Eugene police explain use of flash grenade
Published 9:01 pm Sunday, November 17, 2013
The percussion-grenade tactics Eugene police used Thursday to arrest a suspected gang member with a criminal past mirrored those employed a year ago when the same team of officers apprehended one of the man’s alleged cohorts.
Police Sgt. Scott McKee acknowledged Friday that the Sheldon Plaza parking lot off Coburg Road was “not an optimal place” for officers to have deployed a percussion grenade shortly after 4 p.m. Thursday.
But the device — which works to disorient a criminal suspect by producing a blinding flash of light and an ear-splitting sound — allowed police to swiftly take assault suspect Cory Charles Weise into custody without a fight.
“We were trying to eliminate his ability to formulate a plan for escape,” McKee said.
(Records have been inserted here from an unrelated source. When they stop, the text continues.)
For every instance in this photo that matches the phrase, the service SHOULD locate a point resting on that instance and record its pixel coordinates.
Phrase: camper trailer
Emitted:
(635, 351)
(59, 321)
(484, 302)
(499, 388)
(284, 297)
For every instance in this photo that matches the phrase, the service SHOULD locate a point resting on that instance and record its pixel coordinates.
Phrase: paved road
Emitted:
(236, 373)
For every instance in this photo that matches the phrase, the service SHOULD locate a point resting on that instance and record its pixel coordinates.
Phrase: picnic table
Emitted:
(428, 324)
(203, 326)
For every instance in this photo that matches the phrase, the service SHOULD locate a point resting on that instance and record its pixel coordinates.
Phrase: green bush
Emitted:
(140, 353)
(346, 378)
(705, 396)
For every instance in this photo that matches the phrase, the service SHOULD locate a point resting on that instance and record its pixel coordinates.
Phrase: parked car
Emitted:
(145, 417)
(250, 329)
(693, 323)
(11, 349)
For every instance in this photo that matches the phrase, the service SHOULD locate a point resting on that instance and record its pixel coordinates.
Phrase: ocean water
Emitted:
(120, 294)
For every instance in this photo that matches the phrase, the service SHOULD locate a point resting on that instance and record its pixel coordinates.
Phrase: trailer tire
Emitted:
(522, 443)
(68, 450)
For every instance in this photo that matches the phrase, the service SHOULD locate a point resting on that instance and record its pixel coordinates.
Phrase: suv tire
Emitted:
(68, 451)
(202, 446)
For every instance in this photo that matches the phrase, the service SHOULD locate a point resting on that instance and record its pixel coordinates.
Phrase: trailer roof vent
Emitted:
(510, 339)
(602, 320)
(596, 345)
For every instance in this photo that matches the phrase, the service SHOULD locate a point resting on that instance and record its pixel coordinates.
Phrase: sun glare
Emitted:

The main downside of using a percussion grenade in a busy, public place is that it can frighten unsuspecting passers-by caught off-guard by the explosion.
“It can cause alarm (when) bystanders are shocked by the sudden impact,” McKee said.
A witness to a similar incident that unfolded in November 2012 in the busy parking lot of Costco on Chad Drive told The Register-Guard at the time that she had heard a loud blast and saw armed officers, causing her to initially believe that a man had been shot by police.
As it turned out, members of the police department’s special investigations unit had used a percussion grenade outside Costco to arrest the man, 34-year-old Beau Heleman Flynn.
Police say Flynn, a convicted felon who faces federal weapons charges in the case, is the leader of the West Side Gangsters, a prison gang that he and others formed in the 1990s in a west Eugene neighborhood.
Weise, a 31-year-old Eugene resident, is believed to have joined Flynn’s gang while in prison, McKee said.
According to state prison spokeswoman Elizabeth Craig, Weise served 13 months behind bars in 2003 and 2004. He spent four more years in prison after being convicted in 2005 in Lane County of charges that included first-degree burglary, unlawful use of a vehicle and being a felon in possession of a firearm.
Police on Thursday arrested Weise in connection with a prison-style stabbing of a man outside the Good Times Cafe in downtown Eugene on Oct. 4, McKee said.
Weise allegedly used an “improvised stabbing devise, such as those used in prison” to carry out a “violent, rapid, unprovoked attack” that left the victim bleeding from 11 stab wounds, McKee said. Police allege that Weise was at the bar with other West Side Gangster members when the incident occurred.
After being arrested Thursday, Weise was lodged in the Lane County Jail on a second-degree assault charge, as well as on additional counts of drug possession and delivery of a controlled substance within 1,000 feet of a school. He is also being held on a federal charge of being a felon in possession of a firearm.